Below is the Output:

98 0 0 0 0 0 0 0 0 0
98 0 0 088 0 0 0 0 0

I understand the strncpy will copy till it hits '\0' (or the size limit), but i don't have '\0' value in the struct. Can someone please help me understand this. Purpose of doing this: trying to send a struct over network. Though I am planning to implement serialization, I wanted to understand the behavior

EDIT: 1)Suggested by Keith Thompson

Below is the warning generated.

incompatible pointer types passing 'struct a *' to parameter of type 'const char *' [-Wincompatible-pointer-types]

2)I modified the code a bit to use int array:

(Putting this for reference. I understand that in this case, memcpy copies the variable of struct in the first two elements of the array as the size is sufficient for the struct variable.)

#include <stdio.h>
#include<string.h>
struct a{
    int len;
    int type;
};
int main(){
    struct a aa={98,88};
    int str[10]={0};
    int str2[10]={0};

    strncpy(str,&aa,sizeof(struct a));
    memcpy(str2,&aa,sizeof(struct a));
    for(int i=0;i<10;i++)printf("%2d",str[i]);
    printf("\n");
    for(int i=0;i<10;i++)printf("%2d",str2[i]);

    return 0;
}

Below is the o\p:

98 0 0 0 0 0 0 0 0 0
9888 0 0 0 0 0 0 0 0

Below are the warnings generated:

incompatible pointer types passing 'int [10]' to parameter of type 'char *' [-Wincompatible-pointer-types]
incompatible pointer types passing 'struct a *' to parameter of type 'const char *' [-Wincompatible-pointer-types]

Answer 1

but I don't have '\0' value in the struct.

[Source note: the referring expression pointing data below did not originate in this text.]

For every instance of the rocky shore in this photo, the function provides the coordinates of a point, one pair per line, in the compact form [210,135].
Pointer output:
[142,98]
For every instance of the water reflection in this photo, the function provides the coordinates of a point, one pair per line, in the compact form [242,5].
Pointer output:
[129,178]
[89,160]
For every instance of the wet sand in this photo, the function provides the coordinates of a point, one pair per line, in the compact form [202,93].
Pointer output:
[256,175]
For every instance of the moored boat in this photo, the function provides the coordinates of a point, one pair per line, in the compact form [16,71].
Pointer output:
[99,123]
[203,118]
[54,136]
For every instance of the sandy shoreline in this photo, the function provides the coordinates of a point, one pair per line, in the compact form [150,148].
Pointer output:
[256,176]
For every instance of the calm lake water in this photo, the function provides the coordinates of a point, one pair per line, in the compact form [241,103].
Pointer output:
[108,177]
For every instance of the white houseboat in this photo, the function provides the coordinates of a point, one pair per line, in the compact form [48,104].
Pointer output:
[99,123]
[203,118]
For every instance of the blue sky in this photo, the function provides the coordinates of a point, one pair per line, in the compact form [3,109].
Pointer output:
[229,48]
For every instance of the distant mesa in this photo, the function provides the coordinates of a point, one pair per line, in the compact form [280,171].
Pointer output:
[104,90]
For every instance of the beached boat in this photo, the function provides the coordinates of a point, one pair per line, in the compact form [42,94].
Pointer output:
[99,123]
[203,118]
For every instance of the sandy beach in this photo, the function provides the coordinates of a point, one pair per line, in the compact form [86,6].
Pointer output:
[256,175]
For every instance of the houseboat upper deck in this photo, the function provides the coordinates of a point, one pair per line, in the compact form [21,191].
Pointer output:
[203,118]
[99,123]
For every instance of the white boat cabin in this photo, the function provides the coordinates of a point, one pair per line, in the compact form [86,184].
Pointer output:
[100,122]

Actually, you do have at least six '\0'-s there: assuming that int is 32-bit, the upper three bytes of both 98 and 88 are all zeros. They would make strncpy stop copying. The function is designed for fixed-length strings, so one should not use it with arbitrary structs. memcpy, on the other hand, will copy everything.

Purpose of doing this: trying to send a struct over network.

If you would like to send your struct over the network, and you would like the packet to be portable, convert both ints to network order on the sender side, and back to hardware order on the receiving side. For 32-bit numbers use htonl and ntohl functions.

Answer 2

memcpy copies bytes, strcpy copies nul-terminated strings (nul is the 0 byte, 0x00, '\x00')

memcpy always copies the specified number of bytes. strcpy stops copying when it finds a nul

Answer 3

but i don't have '\0' value in the struct.

Yes, you do. Your integer values have 0 bits, which can be interpreted as a '\0' when the byte data is interpreted as characters. Since strncpy works "character by character until a terminator is reached", this causes it to stop early.

memcpy copies the specified number of bytes, always, which makes it work. It is more appropriate in this case.